Corewell Health William Beaumont University Hospital Royal Oak, MI
Ahmed Aref, MBBCh1, Nazli Begum Ozturk, MD1, Laith H. Jamil, MD2 1Corewell Health William Beaumont University Hospital, Royal Oak, MI; 2Oakland University William Beaumont School of Medicine, Royal Oak, MI
Introduction: Intramural duodenal abscesses are rarely reported in literature, and are mostly caused by complications of a duodenal ulcer perforation. We present a case of intramural duodenal abscess in a patient with a complicated pancreatitis course.
Case Description/Methods: We present a 71-year-old female with a past history of gallstone pancreatitis 3 years prior, complicated with infected necrosis, managed with cyst gastrostomy and necrosectomy. Course was also complicated with common bile duct stricture, choledocholithiasis requiring multiple endoscopic retrograde cholangio-panreatography (ERCP) procedures. She eventually underwent cholecystectomy 1.5 years prior to her current presentation to the emergency department (ED). She presented to the ED with epigastric pain, nausea and vomiting. In the ED, she was vitally stable and afebrile. Exam was notable for epigastric tenderness without peritoneal signs. Laboratory work-up was remarkable for WBC 11.6 bil/L (3.5-10.1 bil/L) with neutrophils 9.2 bil/L (1.6-7.2 bil/L). Blood cultures were negative. Computed tomography abdomen and pelvis (CTAP) with IV contrast showed a bilobed peripherally enhancing fluid collection within the third portion of the duodenum measuring 4.4 cm x 2.3 cm x 4.8 cm with surrounding fat stranding suggestive of an intramural abscess (Figure A). She was started on IV piperacillin-tazobactam and IV pantoprazole. Her symptoms completely resolved after 3 days and she was discharged with a 1-week course of oral amoxicillin-clavulanic acid and oral omeprazole with plan for repeat imaging. CTAP with IV contrast after 1 week showed near complete resolution of previously seen fluid collection with a minimal remaining fluid focus measuring 1.5 x 1 cm and decreased degree of surrounding inflammatory changes (Figure B). Endoscopic evaluation was not pursued given resolution of symptoms and significant improvement on surveillance imaging.
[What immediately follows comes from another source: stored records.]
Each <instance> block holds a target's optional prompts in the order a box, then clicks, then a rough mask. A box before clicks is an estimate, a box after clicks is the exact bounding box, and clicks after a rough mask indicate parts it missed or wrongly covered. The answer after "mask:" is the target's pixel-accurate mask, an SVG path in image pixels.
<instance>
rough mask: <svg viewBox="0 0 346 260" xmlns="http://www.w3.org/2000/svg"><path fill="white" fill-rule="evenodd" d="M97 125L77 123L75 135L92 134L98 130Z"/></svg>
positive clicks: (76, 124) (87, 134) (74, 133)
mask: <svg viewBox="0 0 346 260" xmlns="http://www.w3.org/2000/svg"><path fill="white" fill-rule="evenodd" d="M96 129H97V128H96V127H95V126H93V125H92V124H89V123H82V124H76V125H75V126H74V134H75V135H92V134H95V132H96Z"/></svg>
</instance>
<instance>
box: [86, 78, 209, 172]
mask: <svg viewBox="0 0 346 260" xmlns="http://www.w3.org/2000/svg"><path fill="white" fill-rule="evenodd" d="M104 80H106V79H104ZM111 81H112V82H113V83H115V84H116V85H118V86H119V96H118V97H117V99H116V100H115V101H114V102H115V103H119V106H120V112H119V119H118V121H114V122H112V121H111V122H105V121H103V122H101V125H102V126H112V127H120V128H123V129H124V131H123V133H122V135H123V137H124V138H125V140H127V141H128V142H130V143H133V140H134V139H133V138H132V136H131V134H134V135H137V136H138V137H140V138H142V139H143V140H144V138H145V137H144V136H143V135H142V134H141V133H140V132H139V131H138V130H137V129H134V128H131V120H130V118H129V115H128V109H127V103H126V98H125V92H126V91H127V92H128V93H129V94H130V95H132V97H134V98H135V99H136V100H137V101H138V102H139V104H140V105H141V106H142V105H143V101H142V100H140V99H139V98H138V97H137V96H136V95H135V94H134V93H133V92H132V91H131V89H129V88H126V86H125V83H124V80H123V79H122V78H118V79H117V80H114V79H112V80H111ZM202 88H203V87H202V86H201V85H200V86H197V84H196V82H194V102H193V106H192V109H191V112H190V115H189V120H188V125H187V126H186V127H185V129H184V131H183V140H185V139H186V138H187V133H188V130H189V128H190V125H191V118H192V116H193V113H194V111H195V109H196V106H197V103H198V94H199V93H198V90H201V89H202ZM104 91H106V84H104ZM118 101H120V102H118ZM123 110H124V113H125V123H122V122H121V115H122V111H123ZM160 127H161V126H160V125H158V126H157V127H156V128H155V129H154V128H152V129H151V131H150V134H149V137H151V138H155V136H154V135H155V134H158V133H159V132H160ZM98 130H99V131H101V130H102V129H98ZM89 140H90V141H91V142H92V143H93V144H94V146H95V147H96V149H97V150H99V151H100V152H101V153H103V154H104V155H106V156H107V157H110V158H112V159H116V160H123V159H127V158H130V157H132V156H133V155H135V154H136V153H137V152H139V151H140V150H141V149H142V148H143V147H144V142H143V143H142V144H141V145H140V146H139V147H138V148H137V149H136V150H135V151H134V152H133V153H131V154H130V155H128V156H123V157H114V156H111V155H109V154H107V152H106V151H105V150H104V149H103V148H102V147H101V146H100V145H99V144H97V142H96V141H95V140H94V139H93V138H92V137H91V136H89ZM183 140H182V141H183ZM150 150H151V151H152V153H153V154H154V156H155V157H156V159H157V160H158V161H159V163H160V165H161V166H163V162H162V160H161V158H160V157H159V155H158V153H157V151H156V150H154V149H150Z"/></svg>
Discussion: There are no clear guidelines on the management of duodenal abscesses, and previously reported cases required endoscopic or surgical drainage. Our case highlights the successful management of duodenal abscess with antibiotic treatment without a need for an endoscopic procedure or drainage.
Figure: Initial (A) and post-treatment (B) CT scans.
Disclosures:
Ahmed Aref indicated no relevant financial relationships.
Nazli Begum Ozturk indicated no relevant financial relationships.
Laith Jamil indicated no relevant financial relationships.
Ahmed Aref, MBBCh1, Nazli Begum Ozturk, MD1, Laith H. Jamil, MD2. P3276 - Successful Medical Management of Intramural Duodenal Abscess, ACG 2024 Annual Scientific Meeting Abstracts. Philadelphia, PA: American College of Gastroenterology.